I played the 15 and Under Junior Nationals in America when I was 13, I played that when I was 13, 14 and 15 and I won that three years in a row. I went then every year until I was 19 so I went for six or seven years to the Junior Nationals.

That was brilliant, being independent at such a young age and travelling like that, it sets you up for the later years when you’re going to the bigger tournaments in the States.

Can you describe how you made the transition from underage to senior handball?

It was probably a fairly natural progression in going from minor to senior. One of the first senior games I played was when I played the minor All-Ireland final and I won it and I also played the Senior Doubles with Fiona [Shannon], because Sibéal [Fiona’s sister and regular doubles partner] was out that year.

That was kind of a first taste of senior handball.
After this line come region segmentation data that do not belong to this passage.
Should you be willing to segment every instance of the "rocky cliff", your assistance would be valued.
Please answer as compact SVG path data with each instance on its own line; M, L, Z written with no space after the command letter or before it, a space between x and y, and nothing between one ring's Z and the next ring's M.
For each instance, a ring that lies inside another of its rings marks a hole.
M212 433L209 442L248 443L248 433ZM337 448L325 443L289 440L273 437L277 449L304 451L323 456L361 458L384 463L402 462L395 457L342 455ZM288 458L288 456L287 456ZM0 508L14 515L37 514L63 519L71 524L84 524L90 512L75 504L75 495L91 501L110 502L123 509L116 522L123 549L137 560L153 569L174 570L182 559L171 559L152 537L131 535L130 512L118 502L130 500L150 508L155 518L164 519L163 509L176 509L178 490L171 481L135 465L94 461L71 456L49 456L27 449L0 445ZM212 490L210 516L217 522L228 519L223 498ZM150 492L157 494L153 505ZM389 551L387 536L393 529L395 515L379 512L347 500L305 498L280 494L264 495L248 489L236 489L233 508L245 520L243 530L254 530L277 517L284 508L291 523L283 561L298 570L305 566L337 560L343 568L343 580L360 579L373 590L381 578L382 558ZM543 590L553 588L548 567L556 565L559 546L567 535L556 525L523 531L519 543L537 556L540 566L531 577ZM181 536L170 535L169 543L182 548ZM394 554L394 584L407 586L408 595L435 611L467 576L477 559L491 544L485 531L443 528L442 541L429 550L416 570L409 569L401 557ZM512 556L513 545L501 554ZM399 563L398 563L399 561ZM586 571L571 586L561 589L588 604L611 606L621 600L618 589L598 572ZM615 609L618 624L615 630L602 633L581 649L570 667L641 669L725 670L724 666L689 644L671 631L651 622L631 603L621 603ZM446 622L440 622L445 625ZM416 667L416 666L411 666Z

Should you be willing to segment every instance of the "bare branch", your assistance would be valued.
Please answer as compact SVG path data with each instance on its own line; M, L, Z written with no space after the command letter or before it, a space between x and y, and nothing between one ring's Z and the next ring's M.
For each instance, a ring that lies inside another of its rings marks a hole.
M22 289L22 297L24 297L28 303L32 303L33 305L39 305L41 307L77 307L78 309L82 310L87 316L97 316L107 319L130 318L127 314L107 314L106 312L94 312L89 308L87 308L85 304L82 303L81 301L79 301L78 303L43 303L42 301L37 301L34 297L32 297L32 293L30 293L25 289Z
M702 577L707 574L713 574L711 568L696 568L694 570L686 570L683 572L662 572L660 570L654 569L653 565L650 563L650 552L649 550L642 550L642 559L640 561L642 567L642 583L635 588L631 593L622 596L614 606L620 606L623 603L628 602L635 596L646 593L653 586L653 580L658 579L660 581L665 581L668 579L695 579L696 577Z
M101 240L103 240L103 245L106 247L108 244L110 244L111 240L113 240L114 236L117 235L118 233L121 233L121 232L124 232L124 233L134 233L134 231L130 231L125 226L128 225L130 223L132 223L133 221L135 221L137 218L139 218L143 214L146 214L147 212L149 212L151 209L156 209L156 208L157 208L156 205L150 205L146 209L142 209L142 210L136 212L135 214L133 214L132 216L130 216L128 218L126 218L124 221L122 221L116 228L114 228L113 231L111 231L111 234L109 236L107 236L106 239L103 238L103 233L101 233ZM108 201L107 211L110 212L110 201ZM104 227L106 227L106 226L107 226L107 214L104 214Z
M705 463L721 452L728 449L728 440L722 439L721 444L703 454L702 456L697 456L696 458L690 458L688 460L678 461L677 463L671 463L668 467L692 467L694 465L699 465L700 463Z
It was kind of an easy transition because there was a high level with the likes of Ashley Prendiville, Maria Daly, Marianna Rushe, all those people, and we kind of transitioned fairly simply into playing the likes of Fiona, Sibéal and all those types of players.

It seemed easy enough at the time.

What age were you when you first achieved your goal of winning at the top level?

Yeah, I won the Open Singles at the Irish Nationals when I was 19 or 20 in O’Loughlin’s in Kilkenny. I think that was 2008, I beat Fiona in that and that was my first big win. At the time it was a shock to me and to everyone but that was the first taste of a big win at adult level.

Do you have any tips for juveniles reading this as to how they can improve as players both during lockdown and when the courts open up again?

Well, first of all, I just watched Killian Carroll’s video yesterday that he did for the Youth Expo with the agility drills. Those are really fundamental movements so that would be the first tip, get the ladders out, get the cones out and practise those drills.

You can do that now before the courts open, replicate those rally-like movements. That was a class video that Killian did, I enjoyed watching it.

Then, whenever the courts open, it’s really about easing yourself back in. Don’t be going at 100 miles per hour, 15, 20, 30 minutes is enough in the first couple of weeks and then ease yourself back into games.

It’s about getting those little muscles working that haven’t worked in a while. Practise your off-hand of course, always, and if anybody is willing to give you advice, be willing to take it because it will only benefit you in the long run.

For a young person reading this who dreams of becoming an All-Ireland senior champion or a world champion, what pointers could you give them?

It won’t happen over night. It will take hours and hours and hours of practice. It can be very lonely at times but once you get to that pinnacle, it is worth every second that you’ve put into it. It will take time and you need to remember that, it takes a while to get there.